Despite its imperfections, Sunday was no time to brood about plays missed or lessons learned the hard way. Screw it, Brady seemed to say. They were going to the Super Bowl. It was OK to smile.  

"It was a good day," Brady said. "I mean, we're going to the Super Bowl, man. [Expletive], you've got to be happy now."

The Super Bowl berth is the ninth in franchise history -- more than any other club -- and the seventh with Brady and coach Bill Belichick. By throwing for 384 yards and three touchdowns on 32-of-42 passing, Brady tied Joe Montana for the most postseason games (nine) with three touchdown passes. 

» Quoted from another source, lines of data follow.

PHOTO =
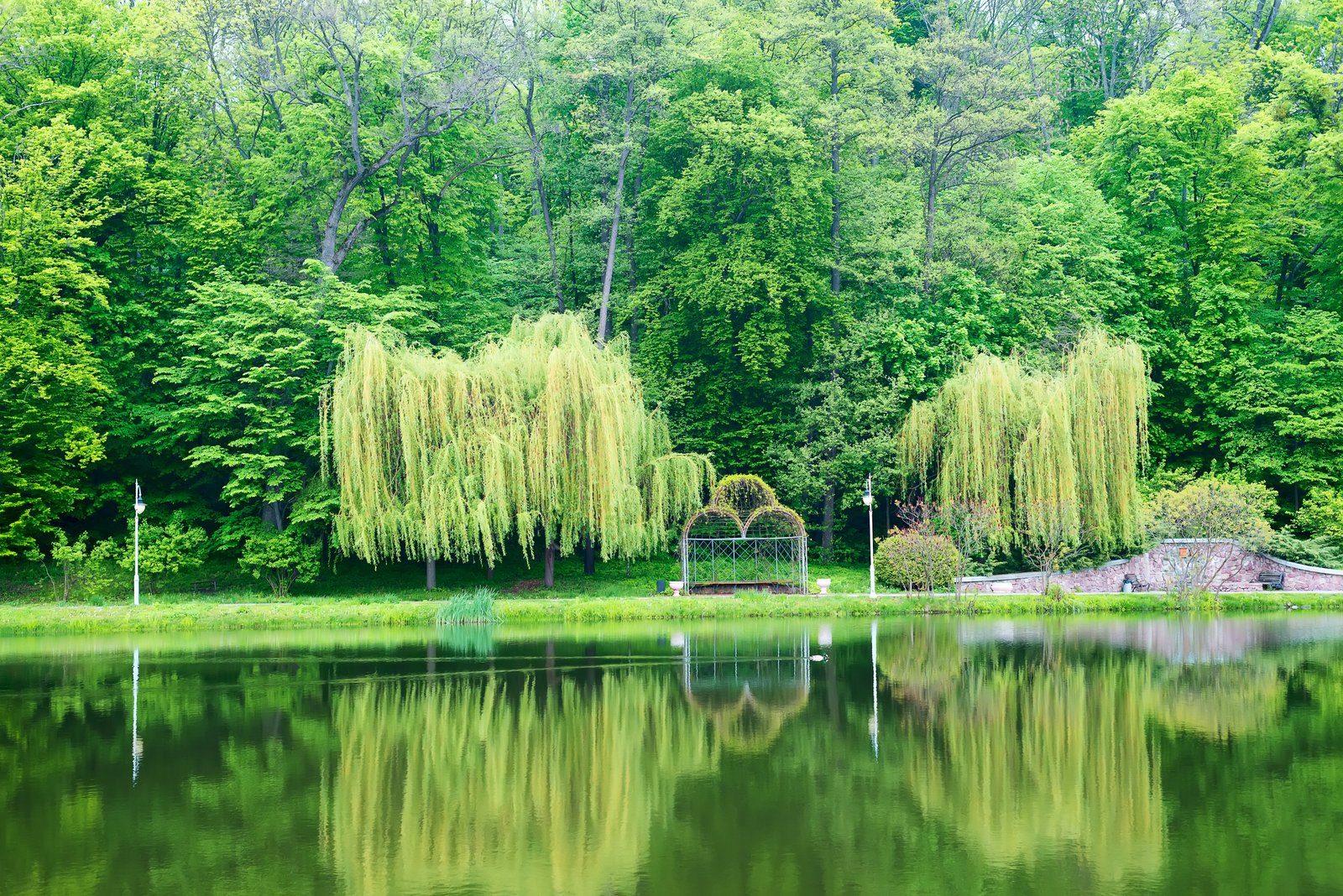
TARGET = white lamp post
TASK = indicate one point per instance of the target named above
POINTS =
(140, 508)
(872, 549)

Brady will also claim the record for Super Bowls played when he and the Patriots head to Houston. And if they win, he'll tie Charles Haley for most Super Bowl wins for a player (five).

Those are lofty numbers made even more significant, perhaps, due to the fact that Brady wasn't allowed to start this season as his team's quarterback. He was asked during Sunday's postgame press conference if it was personally satisfying to get back to the Super Bowl despite having to serve a four-game suspension due to Deflategate.

"Well, that's because of the hard work of a lot of people from my coaches to my teammates to our families that support us," he said. "It takes a lot of people, a lot of hard work and a lot of effort over the course of many months. This didn't start at 6:40 tonight.

"This thing started in April. It really started before that in free-agency when we were picking up guys like [Chris] Hogan and drafting guys like Malcolm Mitchell and guy who were in rehab like [LeGarrette Blount] and [Dion Lewis] and [James Develin] and Nate [Solder]. It's a lot of hard work. There are only two teams left standing, and I'm happy we're one of them."

They're going to the Super Bowl. He has to be happy now.